Which Huawei EulerOS Distributions are Covered?
Greenbone’s new compliance profiles are designed for the EulerOS ecosystem including distributions for enterprise and cloud deployments. Delivery is simple: the new Huawei EulerOS compliance profiles are provided via OPENVAS COMMUNITY FEED for Greenbone’s OPENVAS SCAN product. Users receive them with routine feed updates similar to other default policies. This ensures your policy content stays up to date without additional maintenance.
Here is a description of each EulerOS distribution covered in Greenbone’s new compliance profiles and a brief description of the OS-specific security coverage.
EulerOS (Traditional/Enterprise)
Coverage focuses on EulerOS 2.0 service packs published by Huawei. OPENVAS SCAN maps each compliance test to Huawei’s official EulerOS security advisories portal, the EulerOS Security Configuration Baseline, and EulerOS lifecycle information. This includes service packs SP9 and newer.
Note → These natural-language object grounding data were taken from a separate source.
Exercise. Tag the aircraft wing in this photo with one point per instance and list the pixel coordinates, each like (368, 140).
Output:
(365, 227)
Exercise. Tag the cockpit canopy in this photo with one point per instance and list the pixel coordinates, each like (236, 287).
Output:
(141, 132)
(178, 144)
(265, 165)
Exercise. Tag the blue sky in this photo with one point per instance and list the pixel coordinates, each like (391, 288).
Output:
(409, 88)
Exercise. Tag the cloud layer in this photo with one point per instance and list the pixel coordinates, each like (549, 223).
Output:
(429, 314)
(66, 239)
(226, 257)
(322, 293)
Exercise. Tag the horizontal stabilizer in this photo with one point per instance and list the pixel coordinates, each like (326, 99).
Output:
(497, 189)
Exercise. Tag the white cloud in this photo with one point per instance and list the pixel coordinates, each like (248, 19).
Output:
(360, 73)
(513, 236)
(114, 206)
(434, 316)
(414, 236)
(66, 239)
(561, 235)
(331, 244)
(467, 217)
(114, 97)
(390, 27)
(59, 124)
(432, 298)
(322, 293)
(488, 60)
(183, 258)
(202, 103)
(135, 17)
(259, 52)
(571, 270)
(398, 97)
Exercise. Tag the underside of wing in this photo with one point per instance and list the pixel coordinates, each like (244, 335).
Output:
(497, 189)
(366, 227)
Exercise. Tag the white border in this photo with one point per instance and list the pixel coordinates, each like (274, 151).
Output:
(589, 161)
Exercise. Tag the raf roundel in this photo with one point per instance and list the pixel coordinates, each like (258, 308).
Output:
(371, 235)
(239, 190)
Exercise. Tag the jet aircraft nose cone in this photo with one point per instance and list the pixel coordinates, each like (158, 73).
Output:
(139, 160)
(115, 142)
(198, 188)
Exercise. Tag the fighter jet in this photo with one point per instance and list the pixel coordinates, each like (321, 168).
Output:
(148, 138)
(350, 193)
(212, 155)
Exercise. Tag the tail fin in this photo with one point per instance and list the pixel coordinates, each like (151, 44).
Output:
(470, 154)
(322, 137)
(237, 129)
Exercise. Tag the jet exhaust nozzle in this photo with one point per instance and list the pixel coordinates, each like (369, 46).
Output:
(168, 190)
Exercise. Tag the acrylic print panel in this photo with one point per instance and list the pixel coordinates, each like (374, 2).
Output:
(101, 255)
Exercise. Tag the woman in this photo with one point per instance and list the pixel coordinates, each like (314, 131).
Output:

EulerOS Virtual (VM Editions)
For data centers that rely on EulerOS Virtual for x86_64 and ARM64 architecture, our new compliance profiles recognize EulerOS Virtual versions—including releases 2.9.x, 2.10.x, 2.11.x, 2.12.x, 2.13.x. They also include checks for virtualization‑specific packages and services accordingly (for example, KVM/QEMU components and their hardening/patch levels).
openEuler (Community)
For organizations that standardize on openEuler LTS, Greenbone consumes the CSAF‑formatted advisories published by the openEuler project and aligns compliance checks using OS version awareness. The openEuler lifecycle and downloads page document the available LTS releases and service packs. The compliance profiles support auditing versions 20.03, 22.03, 24.03 based on openEuler Security Configuration Baseline.
Huawei Cloud EulerOS (HCE)
For Huawei Cloud EulerOS (HCE) 2.0 and HCE 3.0 cloud deployments, our new compliance profiles leverage publicly available advisories to validate HCE package baselines and configuration hardening specific to cloud images and managed repositories—recognizing differences such as package managers and repo layout between.
Summary
Greenbone’s new compliance profiles for EulerOS distributions extend OPENVAS SCAN’s capabilities with policy‑driven audits. The policies can be used to attest the hardened security posture of EulerOS, EulerOS Virtual, openEuler and HCE. Delivered through the OPENVAS COMMUNITY FEED, the audits execute authenticated checks to verify secure baselines for a wide scope of attack surface. The profiles are also complemented with detailed technical and executive reporting for stakeholders. These new tools enhance OPENVAS SCAN as a reliable way to harden Huawei-based Linux fleets at enterprise scale.